The special Perils extension under an assets insurance policy for instance covers damage by water but does not cover ‘gradual deterioration’ and insurers expect the insured to take all reasonable precautions for the ‘maintenance and safety of the property insured and for the minimisation of damage.’

“AMW risk is not deemed by insurers to be fortuitous. Unless the situation is brought under control the insurance sector understandably views the risk as being inevitable, i.e. it’s not a case of if it will happen, only of when.
“There are moves afoot to find answers to the problem. The South African Insurance Association (SAIA) has formed committees incorporating insurance specialists to discuss possible insurance solutions and reportedly Government and the insurance sector are examining the feasibility of a cell captive insurance structure which would underwrite the risks.

“The current plans also include a short term remedy to pump the water out and put it through treatments to make it useable again.

“Pending such measures however, it makes sense that those at risk think about the potential exposures and how to overcome and minimise them. In other words, everyone in an organisation needs to be aware of the exposures that they have to AMW and to risk manage to ensure business survival.
“Be aware that there is no cover for gradual pollution and that while there is cover for environmental liability, it’s restricted, it’s expensive and only on a spread loss basis under certain conditions.

“These exclude ‘pre-existing/intentional/fines and penalties/bankruptcy of insured’ and the insurers also have conditions of regular audits.

“Liability policies are on a loss occurrence or claims made basis. It’s therefore a question of checking whether cover is still in place, the insurer is still operating and that sufficient limits are in place. Also, statutory legal defense costs will possibly cover legal costs only, but not fines or penalties.
“The most promising solution is the formation of company cell captives as opposed to the SASRIA like structure we referred to earlier, which would presumably receive (compulsory?) contributions from corporates, but which is bound to be controversial and could have a lot of hurdles to overcome before it becomes a fact, if ever.
“Basically in terms of private cell captives, a company puts its capital at risk in the cell structure, thereby automatically creating a risk transfer.

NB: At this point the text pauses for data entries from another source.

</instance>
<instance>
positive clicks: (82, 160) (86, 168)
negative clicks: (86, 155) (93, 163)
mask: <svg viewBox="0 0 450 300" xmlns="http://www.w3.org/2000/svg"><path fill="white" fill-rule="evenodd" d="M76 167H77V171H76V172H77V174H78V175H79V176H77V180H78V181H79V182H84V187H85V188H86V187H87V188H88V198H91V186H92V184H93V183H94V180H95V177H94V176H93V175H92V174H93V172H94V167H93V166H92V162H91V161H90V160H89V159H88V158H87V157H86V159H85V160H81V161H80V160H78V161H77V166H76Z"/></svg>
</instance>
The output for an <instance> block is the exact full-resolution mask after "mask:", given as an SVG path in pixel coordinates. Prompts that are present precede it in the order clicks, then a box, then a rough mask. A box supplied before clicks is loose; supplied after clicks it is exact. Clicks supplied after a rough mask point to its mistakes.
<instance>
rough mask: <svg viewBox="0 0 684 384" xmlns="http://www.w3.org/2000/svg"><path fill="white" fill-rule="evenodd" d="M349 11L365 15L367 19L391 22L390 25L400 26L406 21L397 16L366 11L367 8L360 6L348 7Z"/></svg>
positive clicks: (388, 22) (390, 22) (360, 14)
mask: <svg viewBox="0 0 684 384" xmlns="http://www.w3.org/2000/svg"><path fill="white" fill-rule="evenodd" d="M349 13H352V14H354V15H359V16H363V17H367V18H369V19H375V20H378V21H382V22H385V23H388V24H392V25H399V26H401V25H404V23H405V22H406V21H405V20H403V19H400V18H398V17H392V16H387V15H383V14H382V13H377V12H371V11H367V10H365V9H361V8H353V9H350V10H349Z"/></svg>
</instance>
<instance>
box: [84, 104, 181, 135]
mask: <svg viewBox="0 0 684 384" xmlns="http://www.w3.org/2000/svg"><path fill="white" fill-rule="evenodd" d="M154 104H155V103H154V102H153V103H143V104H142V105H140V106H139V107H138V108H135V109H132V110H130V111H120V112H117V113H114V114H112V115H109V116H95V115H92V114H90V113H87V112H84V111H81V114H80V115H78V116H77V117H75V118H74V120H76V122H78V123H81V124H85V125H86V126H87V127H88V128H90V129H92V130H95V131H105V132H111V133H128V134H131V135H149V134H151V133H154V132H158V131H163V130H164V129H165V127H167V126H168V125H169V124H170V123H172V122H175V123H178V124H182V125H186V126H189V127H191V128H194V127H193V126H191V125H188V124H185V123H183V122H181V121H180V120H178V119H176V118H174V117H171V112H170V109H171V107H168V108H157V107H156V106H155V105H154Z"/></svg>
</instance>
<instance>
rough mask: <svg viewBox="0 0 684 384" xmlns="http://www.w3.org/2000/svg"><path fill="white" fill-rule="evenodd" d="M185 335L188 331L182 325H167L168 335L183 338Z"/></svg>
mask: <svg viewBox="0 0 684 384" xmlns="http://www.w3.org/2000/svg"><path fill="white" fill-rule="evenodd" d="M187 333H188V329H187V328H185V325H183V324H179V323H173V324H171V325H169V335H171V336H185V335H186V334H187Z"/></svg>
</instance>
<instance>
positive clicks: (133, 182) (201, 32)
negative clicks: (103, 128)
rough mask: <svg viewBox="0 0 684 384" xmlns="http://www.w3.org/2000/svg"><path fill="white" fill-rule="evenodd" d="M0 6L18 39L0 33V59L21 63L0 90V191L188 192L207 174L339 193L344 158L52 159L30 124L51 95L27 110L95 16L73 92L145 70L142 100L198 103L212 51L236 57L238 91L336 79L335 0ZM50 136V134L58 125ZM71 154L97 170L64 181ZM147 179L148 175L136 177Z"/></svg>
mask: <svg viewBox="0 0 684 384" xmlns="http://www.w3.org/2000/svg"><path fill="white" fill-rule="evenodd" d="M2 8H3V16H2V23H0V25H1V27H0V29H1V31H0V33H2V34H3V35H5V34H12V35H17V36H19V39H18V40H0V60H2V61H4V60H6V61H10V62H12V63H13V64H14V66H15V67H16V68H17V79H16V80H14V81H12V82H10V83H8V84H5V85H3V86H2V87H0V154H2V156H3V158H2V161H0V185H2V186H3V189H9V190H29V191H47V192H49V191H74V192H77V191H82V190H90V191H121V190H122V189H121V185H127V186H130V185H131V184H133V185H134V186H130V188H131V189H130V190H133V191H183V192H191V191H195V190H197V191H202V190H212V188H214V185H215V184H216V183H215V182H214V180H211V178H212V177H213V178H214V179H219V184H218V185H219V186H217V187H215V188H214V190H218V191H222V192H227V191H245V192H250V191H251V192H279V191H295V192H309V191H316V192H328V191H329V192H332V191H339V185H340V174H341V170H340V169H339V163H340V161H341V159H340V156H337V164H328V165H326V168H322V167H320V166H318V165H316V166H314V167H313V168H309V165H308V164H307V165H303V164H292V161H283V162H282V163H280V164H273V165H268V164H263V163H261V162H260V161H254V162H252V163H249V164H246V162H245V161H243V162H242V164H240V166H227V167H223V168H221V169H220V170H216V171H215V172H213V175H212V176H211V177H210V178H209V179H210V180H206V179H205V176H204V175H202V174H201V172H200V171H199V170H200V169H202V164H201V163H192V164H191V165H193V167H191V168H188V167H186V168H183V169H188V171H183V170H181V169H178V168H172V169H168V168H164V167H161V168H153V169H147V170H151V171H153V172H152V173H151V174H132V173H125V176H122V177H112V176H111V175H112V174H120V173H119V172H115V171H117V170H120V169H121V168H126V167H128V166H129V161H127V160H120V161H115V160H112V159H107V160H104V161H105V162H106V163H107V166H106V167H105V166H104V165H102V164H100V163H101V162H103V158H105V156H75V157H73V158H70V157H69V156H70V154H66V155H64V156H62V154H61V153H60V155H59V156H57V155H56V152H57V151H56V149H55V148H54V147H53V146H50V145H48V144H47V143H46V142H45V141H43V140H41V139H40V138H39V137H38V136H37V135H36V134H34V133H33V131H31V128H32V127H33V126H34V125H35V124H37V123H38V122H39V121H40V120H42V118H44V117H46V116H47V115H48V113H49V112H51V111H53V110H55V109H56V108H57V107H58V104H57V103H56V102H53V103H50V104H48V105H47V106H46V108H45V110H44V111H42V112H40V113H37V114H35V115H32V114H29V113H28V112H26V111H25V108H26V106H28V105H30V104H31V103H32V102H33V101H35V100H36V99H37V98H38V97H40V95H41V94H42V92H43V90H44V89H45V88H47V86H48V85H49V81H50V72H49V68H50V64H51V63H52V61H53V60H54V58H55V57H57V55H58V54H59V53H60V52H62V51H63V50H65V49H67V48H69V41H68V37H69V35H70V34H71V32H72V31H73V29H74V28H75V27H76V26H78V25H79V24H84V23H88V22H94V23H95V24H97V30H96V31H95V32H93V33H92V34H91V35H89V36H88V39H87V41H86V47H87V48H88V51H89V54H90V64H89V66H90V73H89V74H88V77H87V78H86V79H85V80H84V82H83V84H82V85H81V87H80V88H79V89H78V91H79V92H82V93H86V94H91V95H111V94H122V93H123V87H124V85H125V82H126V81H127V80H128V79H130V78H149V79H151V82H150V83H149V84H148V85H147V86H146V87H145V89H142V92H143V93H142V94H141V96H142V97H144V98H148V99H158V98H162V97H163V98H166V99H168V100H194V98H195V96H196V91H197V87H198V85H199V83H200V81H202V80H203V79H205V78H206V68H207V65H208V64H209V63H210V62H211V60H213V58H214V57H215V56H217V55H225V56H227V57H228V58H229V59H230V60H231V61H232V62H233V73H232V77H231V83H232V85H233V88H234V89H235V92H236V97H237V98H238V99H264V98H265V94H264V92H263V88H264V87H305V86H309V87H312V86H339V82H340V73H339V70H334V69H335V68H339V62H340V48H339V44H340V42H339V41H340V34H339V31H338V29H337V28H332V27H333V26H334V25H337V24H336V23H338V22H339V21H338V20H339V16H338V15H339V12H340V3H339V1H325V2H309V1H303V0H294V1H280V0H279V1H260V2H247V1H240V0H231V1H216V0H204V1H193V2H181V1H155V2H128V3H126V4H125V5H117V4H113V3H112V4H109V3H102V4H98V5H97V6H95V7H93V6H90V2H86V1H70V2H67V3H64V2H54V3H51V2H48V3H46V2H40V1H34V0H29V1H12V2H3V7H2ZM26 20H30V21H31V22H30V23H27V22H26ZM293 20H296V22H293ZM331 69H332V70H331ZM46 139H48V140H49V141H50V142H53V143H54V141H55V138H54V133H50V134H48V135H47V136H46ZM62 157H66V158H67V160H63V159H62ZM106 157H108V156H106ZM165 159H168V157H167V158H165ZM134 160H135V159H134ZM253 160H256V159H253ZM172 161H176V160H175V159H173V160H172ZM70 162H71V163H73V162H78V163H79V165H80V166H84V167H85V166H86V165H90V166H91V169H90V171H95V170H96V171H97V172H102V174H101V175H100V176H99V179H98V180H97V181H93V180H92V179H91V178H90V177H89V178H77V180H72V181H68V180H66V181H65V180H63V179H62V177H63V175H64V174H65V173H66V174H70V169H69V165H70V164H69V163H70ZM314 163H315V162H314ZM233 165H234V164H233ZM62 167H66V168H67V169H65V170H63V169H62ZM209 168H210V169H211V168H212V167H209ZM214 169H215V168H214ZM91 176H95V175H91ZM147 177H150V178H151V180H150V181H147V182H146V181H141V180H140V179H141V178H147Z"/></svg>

The cell captive operates as a cell of the insurance company accepting premium, paying claims, creating reserves, etc.
“Simply put, the company elects to retain additional risk and then provide for the exposure through the payment of a self-insurance premium. Risk in terms of the company’s own exposures and in terms of third party claims is retained but is transferred and a calculated amount of money is set aside to compensate for the potential future loss.

“The company is required to account for their investment in the cell captive and any increase or decrease in reserves will be reflected in their financial statements. The premiums into the cell captive qualify for tax deductibility.

“Self-Insurance Programmes of this nature have provided a key element of risk management for many years. However they are an option mainly for larger companies with adequate resources to set up such a structure.

“Smaller companies and individuals that could be impacted by AMW need to start devising and implementing practical risk management methods to manage the exposures. Also, smaller companies and larger ones for that matter could consider forming trust funds rather than cell captives to cater for expected costs in future.

“And everyone can learn from setting up business continuity plans to ensure that if a crisis arises, they already have a plan in place to overcome a catastrophic loss.

“Looking back, it’s alleged that there were inadequate disclosures, failures of treatment compliance and strategies for mitigating the damage arising from AMW. Attempting to obtain redress from any alleged historic wrong in this respect is almost futile.

“The issues are likely to be debated long and hard and may never be resolved. Self help on a case-by-case basis, premised on insurance and risk management offers the most workable solution.”